For the SALA exhibition in 2019 I  will go  behind Godson’s images of peaceful Coorong sand dune landscapes or sunny people holidaying at Nine Mile Point. I will  connect to the haunting tragedy associated with the 1840 Maria shipwreck on the coast of Lacapede Bay, near the southern tip of the Coorong.

The event  that I have in mind is the Maria Massacres. This refers to the post wreck violence between the sailors within the party of survivors and the Ngarrindjeri people at a place called Yarangulin,   which people call today Dodds Landing point on the land side of the Coorong south of  Lake Alexandrina.   The sailors had been sexually molesting the Ngarrindjeri girls and  members of the Milmenrura people (which are a lanklinyeri, or tribal grouping, within the Ngarrindgeri nation).   The Milmenrura, who  had already experienced violence whalers and sealers  abducting their women, killed the survivors and buried their bodies.

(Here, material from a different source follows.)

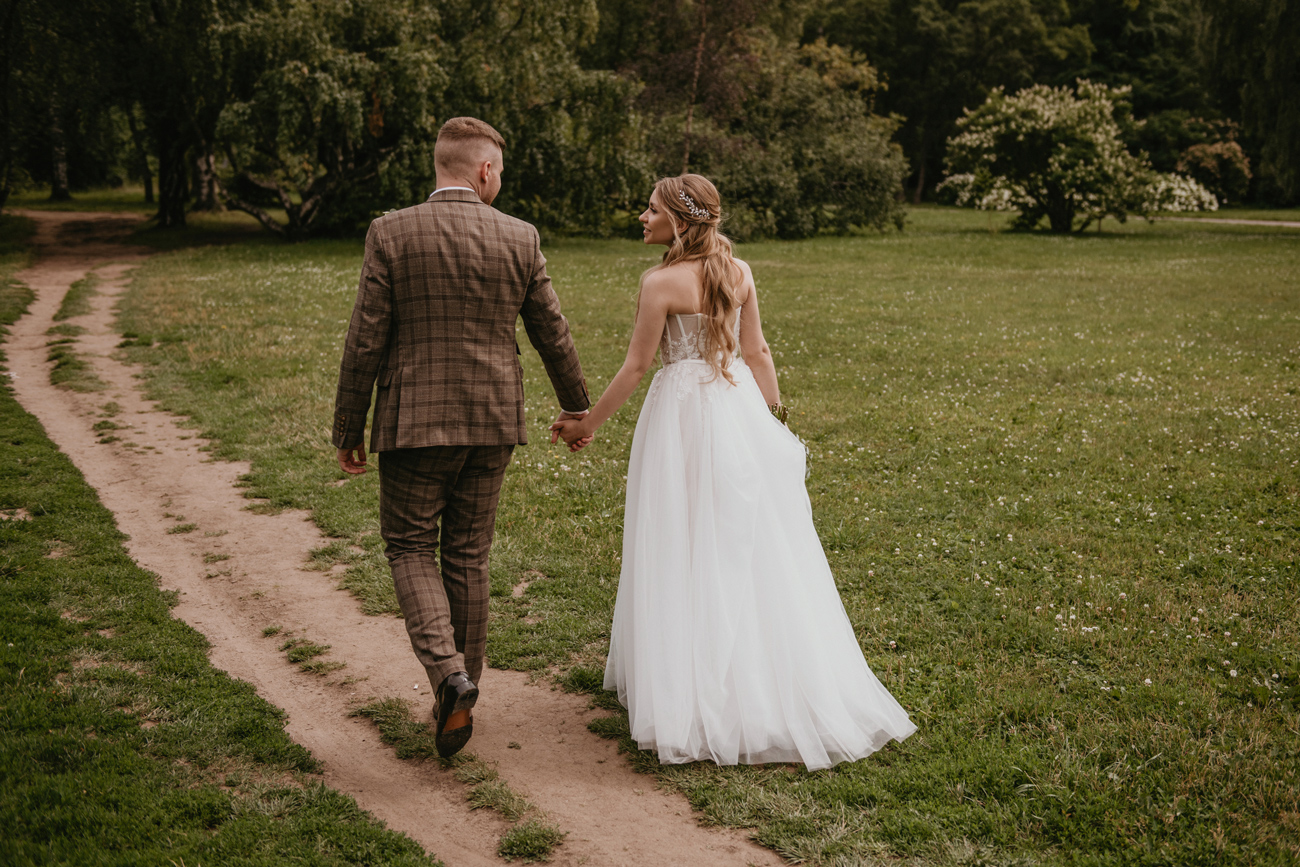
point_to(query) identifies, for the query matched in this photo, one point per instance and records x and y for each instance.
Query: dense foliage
(316, 115)
(1057, 154)
(1190, 64)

Governor Gawler in response sent a  military expedition from Adelaide under Major O’Halloran to summary punish the Ngarrindjeri people for killing the survivors.  O’Halloran took 65 prisoners, shot several,  and in a “bush” trial sentenced two men to death. The military  built a gallows opposite  the Dodd Landing area and they hung the 2 Milmenrura men by the neck there.

The Ngarrindjeri were treated as the aggressors when it was the white sailors who had caused the trouble. The violence  eventuated after the sailors continued  to sexual harass  the young Ngarrindgeri women after  had been given regular warnings, and  attempts  had been made to split the party into separate groups at night.


The “punitive expedition” contravened British justice by denying the accused a proper trial. The colonial Government under Gawler had acted outside its mandate. The British government had declared that as British subjects,  Aboriginal people would be seen as equal to the colonists, be safeguarded by British laws,  and be entitled to the privileges of British subjects.

The expedition was punitive in that it aimed to strike  terror into the Ngarrindjeri and to stop them killing white colonists. The colonial history is  one of enforcing British law on Aborigines, and the   ruthless intent of many colonists was to  take aboriginal land, then establish, survive and prosper using an organised and motivated police – outside both legal and territorial jurisdictional boundaries if necessary.

For the  second  and larger exhibition in 2020–the gallery  is unknown at this stage— I plan to make  a landscape of one of the sites of the Frontier wars,  namely the  Rufus River massacre, which occurred on a bend of Rufus River at Lake Victoria  in 1841. Thirty Maraura men killed by a force of 70 heavily armed men authorised by Governor George Grey. This was a state organized reprisal   for two successful aboriginal  attacks on a party of eleven whites on the banks of the Murray River on the Adelaide to Sydney stock route on April 16, 1841.

This massacre concluded a six month long guerrilla war by the local Aboriginal people (Maraura) during which they successfully blocked the overlander route through their land. The massacre took place where the  overlanders’ road from Sydney to Adelaide crossed the Rufus River.

These two dark landscapes plus others will be made  with a large format camera (a 1950’s  8×10 SuperCambo monorail) using  black and white Ilford sheet film–photographic technology  that would be similar to the equipment used by Godson.    (I had found the view camera sitting in a cardboard box in a dusty corner of a suburban photographic shop in Semaphore in the 1980s). Using this primitive technology to represent the colonial violence that still haunts contemporary Australia  does seem appropriate.